Todo mundo é um pouco Woody Allen

 Composição de Federico Mauro




Somos potenciais neuróticos. É próprio do nosso ser. Por mais que psicanalistas, psicólogos ou psiquiatras questionem as atitudes, continuaremos a discutir com portas, espelhos, amigos imaginários; a colidir com nossa sanidade frente ao aperto no peito, medo da morte ou futuro encontro amoroso. Quem é normal? Faz bem ser ambivalente. Mostra-nos que estamos vivos. Sem exageros que contundam o coração, é claro.

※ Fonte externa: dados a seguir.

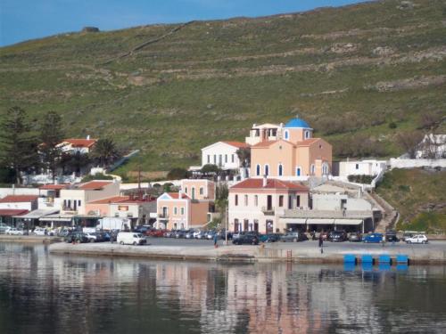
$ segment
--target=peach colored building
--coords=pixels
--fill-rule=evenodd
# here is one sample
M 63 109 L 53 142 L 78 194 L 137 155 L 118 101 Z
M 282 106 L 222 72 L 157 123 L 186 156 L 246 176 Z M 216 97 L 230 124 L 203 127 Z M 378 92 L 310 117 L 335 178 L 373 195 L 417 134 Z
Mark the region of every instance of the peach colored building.
M 285 209 L 308 208 L 309 189 L 297 182 L 251 178 L 229 189 L 229 226 L 233 232 L 283 232 Z
M 206 179 L 181 180 L 178 192 L 165 192 L 157 200 L 159 227 L 189 229 L 208 223 L 210 205 L 215 200 L 215 183 Z
M 313 129 L 301 118 L 283 127 L 267 128 L 268 133 L 251 132 L 252 177 L 263 175 L 323 176 L 331 173 L 332 146 L 321 138 L 313 138 Z M 253 137 L 253 138 L 252 138 Z

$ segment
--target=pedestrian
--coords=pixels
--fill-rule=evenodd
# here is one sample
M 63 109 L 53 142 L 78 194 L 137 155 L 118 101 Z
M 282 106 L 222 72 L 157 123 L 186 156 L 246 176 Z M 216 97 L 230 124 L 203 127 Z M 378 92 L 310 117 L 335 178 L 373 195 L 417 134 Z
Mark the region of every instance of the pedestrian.
M 218 248 L 219 246 L 217 245 L 217 241 L 219 240 L 219 234 L 215 233 L 214 234 L 214 248 Z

Todo mundo é um pouco Woody Allen, convenhamos.
Descobri isso com Allen disfarçado de Allan no excelente Sonhos de um sedutor. Possuímos neuroses e apegos em relação ao amor. Como a personagem, nos afundamos em discussões sobre o desespero de morrermos sozinhos. E embora sejamos desajeitados para um romance sério ou casamento, demonstrar nosso temor é uma afronta. O medo do sofrimento é maior que o sucesso da tentativa. Acreditamos no afastamento psicológico, nas invenções que agradam o outro e maquiam a preguiça de sermos nós mesmos, desengonçados e desiludidos.

Em boa parte do filme, Allan dialoga com sua consciência, nada mais nada menos que Humphrey Bogart, astro do cinema norte-americano e galã, misto de psicanalista e espelho de Allen. É através dele que o protagonista foge dessa vida desajeitada, complexa e crua; entra na irrealidade do canonizado pelo pensamento padrão: o homem deve ser um macho alfa se desejar vencer. Humphrey é o bonitão conquistador, concordo, mas fatal quando destrói o homem simples.

Quantos de nós já armamos saídas cômicas
para impressionar alguém? Espalhar discos pela casa, mandar cartas quilométricas, colocar no Facebook mensagens desesperadas, filosofar sem ter a menor ideia do tema, mentir por uma boa causa sobre o que fazemos? Nos aprisionamos em falsas impressões com receio de que as verdadeiras sejam barreiras entre e o fato e o futuro; para que pareçamos pessoas interessantes sem sê-las. Qual o problema de revelarmos uma insônia, uma fixação por trabalho, que enlouquecemos de vez em quando ou que a vida não tem sentido? Por que não dizer que assaltamos a geladeira durante a noite, que adoramos calmantes ou gostamos de funk e, em vez de um MC, aplaudimos um movimento de Bach sem termos a noção da diferença entre um Allegro e um 4/4 na bateria? Ser você mesmo tornaria as coisas menos desgastantes.

E terminamos por cair no mesmo erro de Allan, o apoio do outro para erguer a própria coragem.
Enviamos o amigo do amigo a nosso favor. Se ela disser não o impacto é menor. Se disser sim, bem, como manter a fantasia? A segurança em nosso Bogart pessoal precisa ser depositada na pessoa com quem desejamos compartilhar a vida. Por que fingir ser alguém é tão prazeroso se voltamos ao que somos no final? É como um Mr Hyde moderno, lutando a todo custo com seu duplo, abafando o que nos faz únicos: defeitos e manias que podem ser aceitos.

Sejamos afoitos, nervosos, medrosos,
mas saibamos dosar o Woody que existe em nós. Tomemos banho de perfume barato, mas que fique claro ser proposital pela importância do outro. Não conheço quem não fique encantado com uma atitude transparente ou de saber que você deixou o livro aberto no poema do Neruda perfeito para o momento.

Se
é para sermos Woody Allen, que captemos a essência. A maior lição é enxergar as coisas nesse turbilhão de sensações. De resto é tomar um calmante e aguardar a tempestade cessar.